At their town meetings earlier this month the other district member towns, Great Barrington and West Stockbridge, had also adopted the amendment that replaces the current enrollment formula with the town’s property values as the basis for determining each town’s contribution to the regional school district budget. Under this method, according to current assessed townwide property evaluation, Stockbridge would be responsible for 32 percent of any capital expenditures – up from 15 percent under the per student formula, while Great Barrington’s percent would drop from 70 percent to 53 percent. West Stockbridge would be responsible for 15 percent.

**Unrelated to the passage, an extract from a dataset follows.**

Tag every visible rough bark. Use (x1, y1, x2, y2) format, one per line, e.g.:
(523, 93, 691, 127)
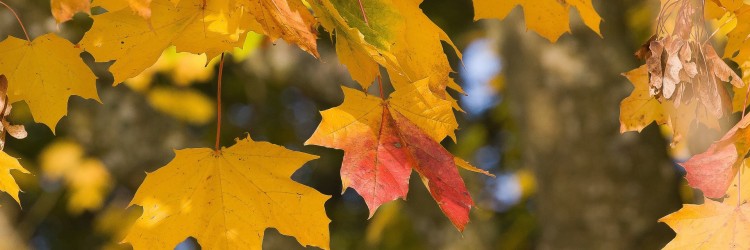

The revised agreement was the product of a year’s deliberations – sometimes acrimonious — by the Regional Agreement Amendment Committee (RAAC) made up of town and school committee representatives, and was acknowledged as an attempt to convince Great Barrington, whose voters had twice rejected a $24 million proposal to rebuild and upgrade the high school in large part because of the inequities between how the costs would be distributed among the three towns.
In defense of the amendment RAAC member Fred Rutberg argued that “apportioning costs by the number of students won’t hold water in the future. We don’t know what enrollment will be moving forward, but we do know that this revised assessment would only occur if there is a new capital project, and whatever project comes forward will be voted on.”
He also pointed out that the high school needs to be renovated.
“Doing it piecemeal,” he said, “we won’t have the state providing a reimbursement. We’ll pay more and get less.”
Rich Bradway, a former member former member of the BHRSD School Committee, noted that the increases in the school district assessment to Stockbridge had been kept to 1.5 percent. “The School Committee has kept expenses down,” he said, “with much smaller increases than other expenses. Funding our schools is an investment in our community.”
Still, there was resentment against Great Barrington for having rejected the school renovation proposal two years ago, for which the district would have received nearly 50 percent reimbursement from the state, when Stockbridge and West Stockbridge had endorsed it.
“We shouldn’t reward Great Barrington,” shouted out one resident “They had two chances. If they were so concerned about their children, they would have voted for it, and we wouldn’t be here talking about it.”
In the end, however, it was the views expressed by resident Sarah Horne that proved persuasive enough to overcome simmering annoyance with Great Barrington.
“We should put most of our money into education,” she insisted. “There is no better way to ensure a better future for our community, state and country. This is most important. What we are saying is that we believe in education for all the children, not just in our town but in the district. Education has longevity.”